As far as BUILDING a laptop...never heard of anyone I know attempting it.

Cloneboy
September 20th, 2006, 12:05 AM
I read an article in MaximumPC about building a laptop.

http://www.daileyint.com/build/buildtoc.htm


har har, seriously, though, this looks like a good starting point:



http://www.tomshardware.com/2005/05/04/building_your_dream_notebook/index.html

Mirsky
September 20th, 2006, 01:08 AM
Friends don't let friends buy gaming laptops

Rob_F
September 20th, 2006, 01:20 AM
Friends don't let friends buy gaming laptops

Yeah. My friend has a Dell "gaming laptop", and it's like carrying around a fucking city bus with you. It even comes with a special backpack for carrying it.

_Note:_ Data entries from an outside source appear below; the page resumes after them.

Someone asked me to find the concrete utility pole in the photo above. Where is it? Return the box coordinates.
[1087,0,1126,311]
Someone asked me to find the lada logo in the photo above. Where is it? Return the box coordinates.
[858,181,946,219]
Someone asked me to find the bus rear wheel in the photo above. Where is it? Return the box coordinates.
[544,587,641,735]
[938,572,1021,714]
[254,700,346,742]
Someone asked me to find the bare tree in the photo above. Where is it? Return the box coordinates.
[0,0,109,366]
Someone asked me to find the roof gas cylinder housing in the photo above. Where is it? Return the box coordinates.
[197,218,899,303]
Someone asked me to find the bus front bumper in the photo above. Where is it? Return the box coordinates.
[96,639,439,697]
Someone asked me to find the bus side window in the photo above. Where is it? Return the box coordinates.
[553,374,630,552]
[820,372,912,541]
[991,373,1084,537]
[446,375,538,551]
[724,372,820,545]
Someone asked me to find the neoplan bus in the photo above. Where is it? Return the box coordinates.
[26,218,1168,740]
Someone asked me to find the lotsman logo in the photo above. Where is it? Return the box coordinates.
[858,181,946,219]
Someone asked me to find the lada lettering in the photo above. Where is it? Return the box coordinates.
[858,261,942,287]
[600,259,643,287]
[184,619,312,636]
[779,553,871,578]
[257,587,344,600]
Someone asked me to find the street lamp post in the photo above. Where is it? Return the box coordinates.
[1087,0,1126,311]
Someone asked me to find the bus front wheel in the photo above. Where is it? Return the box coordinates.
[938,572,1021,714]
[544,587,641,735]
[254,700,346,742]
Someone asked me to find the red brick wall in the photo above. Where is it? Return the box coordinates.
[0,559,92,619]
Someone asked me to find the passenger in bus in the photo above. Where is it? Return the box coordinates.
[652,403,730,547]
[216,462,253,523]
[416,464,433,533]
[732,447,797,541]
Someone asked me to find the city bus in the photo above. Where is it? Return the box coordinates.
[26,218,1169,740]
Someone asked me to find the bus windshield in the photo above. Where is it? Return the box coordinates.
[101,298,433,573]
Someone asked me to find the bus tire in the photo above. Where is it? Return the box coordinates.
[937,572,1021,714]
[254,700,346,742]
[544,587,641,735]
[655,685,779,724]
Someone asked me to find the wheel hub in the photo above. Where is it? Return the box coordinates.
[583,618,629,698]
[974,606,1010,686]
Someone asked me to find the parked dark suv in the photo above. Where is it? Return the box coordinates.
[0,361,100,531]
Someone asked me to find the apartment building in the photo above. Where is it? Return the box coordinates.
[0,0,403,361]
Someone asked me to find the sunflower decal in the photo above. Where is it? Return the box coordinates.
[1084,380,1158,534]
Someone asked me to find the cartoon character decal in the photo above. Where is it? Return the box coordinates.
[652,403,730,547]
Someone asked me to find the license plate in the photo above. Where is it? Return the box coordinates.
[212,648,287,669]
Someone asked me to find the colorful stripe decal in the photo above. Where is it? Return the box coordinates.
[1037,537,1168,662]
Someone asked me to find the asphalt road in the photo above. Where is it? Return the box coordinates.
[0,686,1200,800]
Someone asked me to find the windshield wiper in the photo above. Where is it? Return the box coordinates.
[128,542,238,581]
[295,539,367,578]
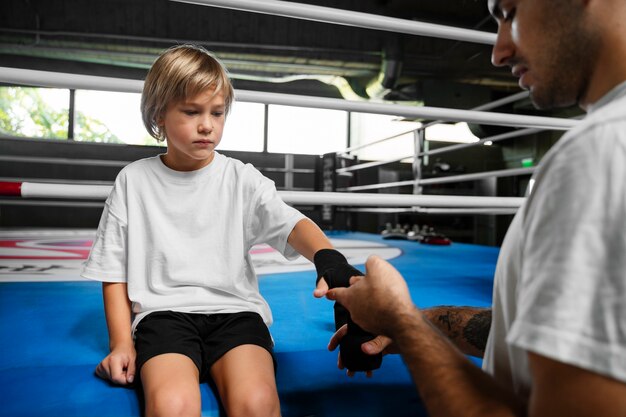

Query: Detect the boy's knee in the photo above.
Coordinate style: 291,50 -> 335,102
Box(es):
146,391 -> 201,417
227,385 -> 280,417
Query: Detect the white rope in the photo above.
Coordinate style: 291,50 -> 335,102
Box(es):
337,207 -> 517,215
0,67 -> 579,130
168,0 -> 496,45
336,128 -> 541,174
8,182 -> 524,208
337,167 -> 535,191
337,91 -> 529,155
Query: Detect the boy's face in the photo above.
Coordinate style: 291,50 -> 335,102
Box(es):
158,89 -> 225,171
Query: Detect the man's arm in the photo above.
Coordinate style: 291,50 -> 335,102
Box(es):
327,257 -> 524,417
327,257 -> 626,417
421,306 -> 491,358
96,282 -> 136,385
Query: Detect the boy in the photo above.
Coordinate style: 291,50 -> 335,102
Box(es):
82,45 -> 360,416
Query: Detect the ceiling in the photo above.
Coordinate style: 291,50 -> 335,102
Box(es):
0,0 -> 544,113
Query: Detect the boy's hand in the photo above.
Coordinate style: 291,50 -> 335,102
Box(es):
313,279 -> 328,298
96,346 -> 137,385
328,324 -> 399,377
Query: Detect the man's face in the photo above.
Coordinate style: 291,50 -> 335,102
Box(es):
489,0 -> 595,108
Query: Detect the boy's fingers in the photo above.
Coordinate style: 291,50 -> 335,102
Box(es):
350,275 -> 363,285
328,324 -> 348,350
126,360 -> 135,384
326,287 -> 347,304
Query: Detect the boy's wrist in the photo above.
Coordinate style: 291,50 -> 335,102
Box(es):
109,335 -> 135,352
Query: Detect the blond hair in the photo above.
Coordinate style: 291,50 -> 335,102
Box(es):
141,45 -> 235,141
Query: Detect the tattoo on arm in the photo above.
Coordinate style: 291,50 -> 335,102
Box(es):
463,310 -> 491,354
425,306 -> 491,357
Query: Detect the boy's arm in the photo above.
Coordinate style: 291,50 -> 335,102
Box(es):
287,219 -> 333,262
96,282 -> 136,385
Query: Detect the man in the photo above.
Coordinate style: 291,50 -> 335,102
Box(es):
327,0 -> 626,417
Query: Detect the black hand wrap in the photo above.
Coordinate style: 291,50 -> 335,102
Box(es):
313,249 -> 383,371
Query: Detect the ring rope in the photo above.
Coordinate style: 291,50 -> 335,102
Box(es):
0,182 -> 525,208
0,67 -> 579,130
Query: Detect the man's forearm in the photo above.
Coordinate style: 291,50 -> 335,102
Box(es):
422,306 -> 491,358
389,310 -> 524,417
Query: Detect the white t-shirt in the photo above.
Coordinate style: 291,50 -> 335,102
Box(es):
483,82 -> 626,398
82,152 -> 304,329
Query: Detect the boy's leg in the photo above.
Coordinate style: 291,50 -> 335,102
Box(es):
141,353 -> 201,417
211,345 -> 280,417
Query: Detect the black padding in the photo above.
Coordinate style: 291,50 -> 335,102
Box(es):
313,249 -> 383,371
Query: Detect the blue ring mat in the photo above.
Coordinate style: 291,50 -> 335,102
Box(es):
0,232 -> 499,417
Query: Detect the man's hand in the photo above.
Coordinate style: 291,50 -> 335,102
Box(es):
326,256 -> 416,337
96,345 -> 137,385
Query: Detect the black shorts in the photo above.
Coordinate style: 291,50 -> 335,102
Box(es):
135,311 -> 276,381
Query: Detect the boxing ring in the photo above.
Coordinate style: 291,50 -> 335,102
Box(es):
0,230 -> 498,417
0,0 -> 577,417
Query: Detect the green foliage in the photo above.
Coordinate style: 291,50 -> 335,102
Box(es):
0,87 -> 123,143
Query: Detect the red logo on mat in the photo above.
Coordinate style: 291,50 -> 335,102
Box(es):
0,239 -> 93,260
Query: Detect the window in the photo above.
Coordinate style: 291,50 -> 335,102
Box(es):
218,101 -> 265,152
267,105 -> 348,155
0,87 -> 70,139
74,90 -> 160,145
350,113 -> 421,161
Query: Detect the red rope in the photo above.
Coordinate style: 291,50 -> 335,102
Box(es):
0,181 -> 22,197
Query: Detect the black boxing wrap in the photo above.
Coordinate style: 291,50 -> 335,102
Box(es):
313,249 -> 383,371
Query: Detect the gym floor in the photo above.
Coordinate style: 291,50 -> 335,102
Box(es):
0,229 -> 499,417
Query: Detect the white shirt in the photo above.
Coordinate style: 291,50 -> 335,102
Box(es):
82,152 -> 304,329
483,82 -> 626,398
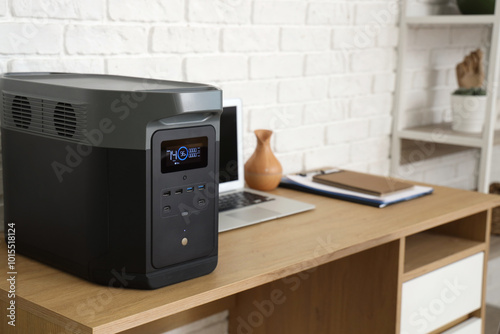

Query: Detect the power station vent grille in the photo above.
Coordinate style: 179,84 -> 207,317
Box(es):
2,92 -> 87,141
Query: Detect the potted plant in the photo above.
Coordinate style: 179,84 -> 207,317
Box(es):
451,49 -> 486,133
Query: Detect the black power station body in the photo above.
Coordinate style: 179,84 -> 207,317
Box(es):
0,73 -> 222,289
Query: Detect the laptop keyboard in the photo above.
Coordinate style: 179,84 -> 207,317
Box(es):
219,191 -> 274,212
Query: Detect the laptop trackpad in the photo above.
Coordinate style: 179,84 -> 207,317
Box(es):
228,208 -> 280,221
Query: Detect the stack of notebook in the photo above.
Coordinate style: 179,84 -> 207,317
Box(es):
280,169 -> 433,208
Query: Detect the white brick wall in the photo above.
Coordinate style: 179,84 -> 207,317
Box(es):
0,0 -> 398,194
0,0 -> 500,334
400,20 -> 494,189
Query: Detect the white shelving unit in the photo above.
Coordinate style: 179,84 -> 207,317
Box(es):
391,0 -> 500,193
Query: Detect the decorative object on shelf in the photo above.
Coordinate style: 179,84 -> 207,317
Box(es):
490,182 -> 500,235
245,130 -> 283,190
451,49 -> 486,133
457,0 -> 495,15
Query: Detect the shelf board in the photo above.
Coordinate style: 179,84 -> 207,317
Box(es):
403,232 -> 486,282
406,15 -> 495,25
398,123 -> 500,148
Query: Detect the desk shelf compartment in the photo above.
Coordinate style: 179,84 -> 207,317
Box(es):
403,211 -> 487,281
401,252 -> 484,334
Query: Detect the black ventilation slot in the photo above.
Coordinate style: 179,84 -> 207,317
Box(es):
12,96 -> 31,129
54,102 -> 76,138
1,91 -> 87,142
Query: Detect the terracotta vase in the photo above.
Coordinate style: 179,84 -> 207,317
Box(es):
245,130 -> 283,190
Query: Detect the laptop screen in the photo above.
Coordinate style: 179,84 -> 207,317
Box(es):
219,100 -> 244,192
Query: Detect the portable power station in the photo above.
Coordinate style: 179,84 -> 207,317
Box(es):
0,73 -> 222,289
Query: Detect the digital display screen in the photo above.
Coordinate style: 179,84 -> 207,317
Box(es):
161,137 -> 208,173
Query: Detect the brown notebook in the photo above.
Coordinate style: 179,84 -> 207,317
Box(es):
313,170 -> 413,196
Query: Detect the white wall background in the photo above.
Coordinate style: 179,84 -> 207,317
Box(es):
0,0 -> 498,333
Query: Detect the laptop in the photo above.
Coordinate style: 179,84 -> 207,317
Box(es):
219,99 -> 314,232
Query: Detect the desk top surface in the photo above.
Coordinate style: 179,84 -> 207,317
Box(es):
0,187 -> 500,333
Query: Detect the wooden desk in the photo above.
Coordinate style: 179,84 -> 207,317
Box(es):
0,187 -> 500,334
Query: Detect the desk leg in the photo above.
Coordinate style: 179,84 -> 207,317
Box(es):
229,240 -> 400,334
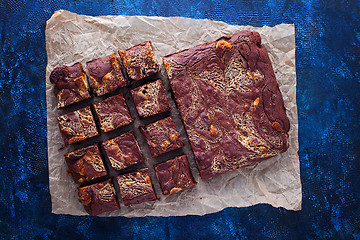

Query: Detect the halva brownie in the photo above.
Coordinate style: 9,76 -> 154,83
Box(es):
163,31 -> 290,179
140,117 -> 184,157
131,79 -> 171,118
86,54 -> 126,96
94,93 -> 134,132
103,132 -> 144,170
78,179 -> 120,216
50,63 -> 91,108
155,155 -> 196,195
57,106 -> 99,144
117,168 -> 157,206
64,144 -> 107,183
119,41 -> 160,81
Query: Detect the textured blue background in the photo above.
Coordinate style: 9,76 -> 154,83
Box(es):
0,0 -> 360,239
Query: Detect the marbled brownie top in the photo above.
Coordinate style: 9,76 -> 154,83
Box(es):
103,132 -> 144,170
78,179 -> 120,216
86,54 -> 127,96
64,144 -> 107,183
155,155 -> 196,195
94,93 -> 134,132
163,31 -> 290,179
119,41 -> 160,81
140,117 -> 184,157
50,63 -> 91,108
131,79 -> 171,118
117,168 -> 157,206
57,107 -> 99,144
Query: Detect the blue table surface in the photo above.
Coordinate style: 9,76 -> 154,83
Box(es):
0,0 -> 360,239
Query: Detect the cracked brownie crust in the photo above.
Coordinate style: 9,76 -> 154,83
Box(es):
163,31 -> 290,179
155,155 -> 197,195
57,107 -> 99,144
86,54 -> 126,96
50,63 -> 91,108
64,144 -> 107,183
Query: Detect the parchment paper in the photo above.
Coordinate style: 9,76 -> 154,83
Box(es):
46,10 -> 302,217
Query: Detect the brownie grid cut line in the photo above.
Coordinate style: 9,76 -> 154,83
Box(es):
64,144 -> 107,183
117,168 -> 158,206
57,106 -> 99,144
119,41 -> 160,81
103,132 -> 144,170
50,62 -> 91,108
140,116 -> 184,157
155,155 -> 197,195
94,93 -> 134,132
163,31 -> 290,179
86,54 -> 127,96
78,179 -> 120,216
131,79 -> 171,118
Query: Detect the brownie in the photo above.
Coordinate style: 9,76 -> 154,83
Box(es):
78,179 -> 120,216
64,144 -> 107,183
155,155 -> 197,195
94,93 -> 134,132
131,79 -> 171,118
57,107 -> 99,144
140,117 -> 184,157
50,63 -> 91,108
119,41 -> 160,81
86,54 -> 126,96
117,168 -> 158,206
163,31 -> 290,179
103,132 -> 144,170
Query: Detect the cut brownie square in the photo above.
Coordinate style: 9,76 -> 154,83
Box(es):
119,41 -> 160,81
50,63 -> 91,108
163,31 -> 290,179
103,132 -> 144,170
94,93 -> 134,132
86,54 -> 126,96
155,155 -> 197,195
131,79 -> 171,118
57,107 -> 99,144
140,117 -> 184,157
117,168 -> 158,206
78,179 -> 120,216
64,144 -> 107,183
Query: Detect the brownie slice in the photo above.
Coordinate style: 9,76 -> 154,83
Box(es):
131,79 -> 171,118
94,93 -> 134,132
64,144 -> 107,183
86,54 -> 126,96
78,179 -> 120,216
50,63 -> 91,108
163,31 -> 290,179
57,107 -> 99,144
155,155 -> 197,195
103,132 -> 144,170
117,168 -> 158,206
140,117 -> 184,157
119,41 -> 160,81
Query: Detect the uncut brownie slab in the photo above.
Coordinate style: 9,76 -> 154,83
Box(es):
131,79 -> 171,118
50,63 -> 91,108
94,93 -> 134,132
155,155 -> 197,195
64,144 -> 107,183
119,41 -> 160,81
163,31 -> 290,179
117,168 -> 158,206
140,117 -> 184,157
57,106 -> 99,144
103,132 -> 144,170
86,54 -> 127,96
78,179 -> 120,216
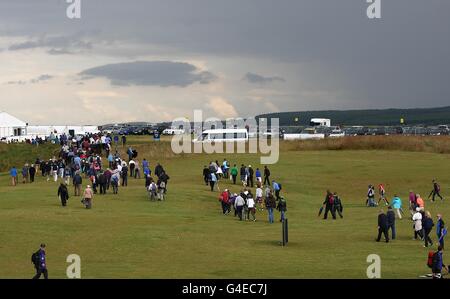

Here's something worth considering; my MacBook Pro can handle most games just fine, and it's one of the smallest widescreen laptops around. Now that they've worked out most of the kinks with boot camp, it's actually worth a look for gamers who need a laptop that's actually portable. Mine is the 1.8 GHz model, and even so it can still run HL2 at full detail settings in widescreen mode with a steady 30fps. Not bad for such a slim little laptop.

Enforcer
September 20th, 2006, 01:32 AM
I can play Source on medium quality with 2X aa, 8xAF, 1024x768, full hdr on a 1.8ghz Pentium M (2MB Cache), 512MB Pc2700, 60GB 5400RPM, Radeon 9600 Pro 32MB. It's an HP NC6000. Best. Laptop. Ever.

Army GI
September 20th, 2006, 02:18 AM
Oh, well forget that then. I'll just build a regular PC but with a flat monitor.

Milkman Dan
September 20th, 2006, 02:33 AM
Barebook Mounting.

Definitely a good idea to stick with building a regular PC.

FaKToR
September 20th, 2006, 09:11 AM
Remember the guy who moded the Xbox into a laptop? Start from there.

Milkman Dan
September 20th, 2006, 10:33 AM
Yeah, that cost him the price of a 360 and about $1000+ for everything else.

spartan
September 20th, 2006, 05:07 PM
Sure you can, it's just a matter of finding the proper barebones shell for you to start with. ASUS has a couple. I think the term coined for these are "barebooks" - look that up and see what you find.

If you build your own laptop the mainboard and shell is married (the monitor too if I remember correctly), so what advantage you obtain for upgrading headroom is somewhat diluted as you have to stay on that one barebones "kit". Regardless, everything else from the CPU RAM HDD optical drives and graphics cards are completely up to you.


I just choose to have a mediocre laptop and I keep myself an upgraded desktop for whatever needs a bit of muscle to play.

FaKToR
September 21st, 2006, 11:37 PM
I wouldn't waste the time/effort and whatever else it would consume in making a custom laptop.